Tips & Tricks, FAQ#
Stochastic gradient descent will not work (well) for INNs. Use e.g. Adam instead.
Gradient clipping can be useful if you are experiencing training instabilities, e.g. use
torch.nn.utils.clip_grad_norm_
Add some slight noise to the inputs (order of 1E-2). This stabilizes training and prevents sparse gradients, if there are some quantized or perfectly correlated input dimenions
For coupling blocks in particular:
Use Xavier initialization for the weights. This prevents unstable training at the start.
If your network is very deep (>30 coupling blocks), initialize the last layer in the subnetworks to zero. This means the INN as a whole is initialized to the identity, and you will not get NaNs at the first iteration.

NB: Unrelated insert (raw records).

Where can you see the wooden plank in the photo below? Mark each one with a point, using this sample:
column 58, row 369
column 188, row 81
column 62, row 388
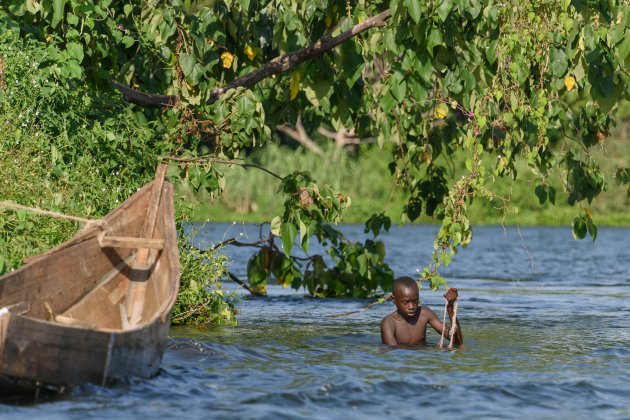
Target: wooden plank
column 129, row 242
column 19, row 308
column 138, row 285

Do not forget permutations/orthogonal transforms between coupling blocks.
Keep the subnetworks shallow (2-3 layers only), but wide (>= 128 neurons/ >= 64 conv. channels)
Keep in mind that one coupling block contains between 4 and 12 individual convolutions or fully connected layers. So you may not have to use as many as you think, else the number of parameters will be huge.
This being said, as the coupling blocks initialize to roughly the identity transform, it is hard to have too many coupling blocks and break the training completely (as opposed to a standard feed-forward NN).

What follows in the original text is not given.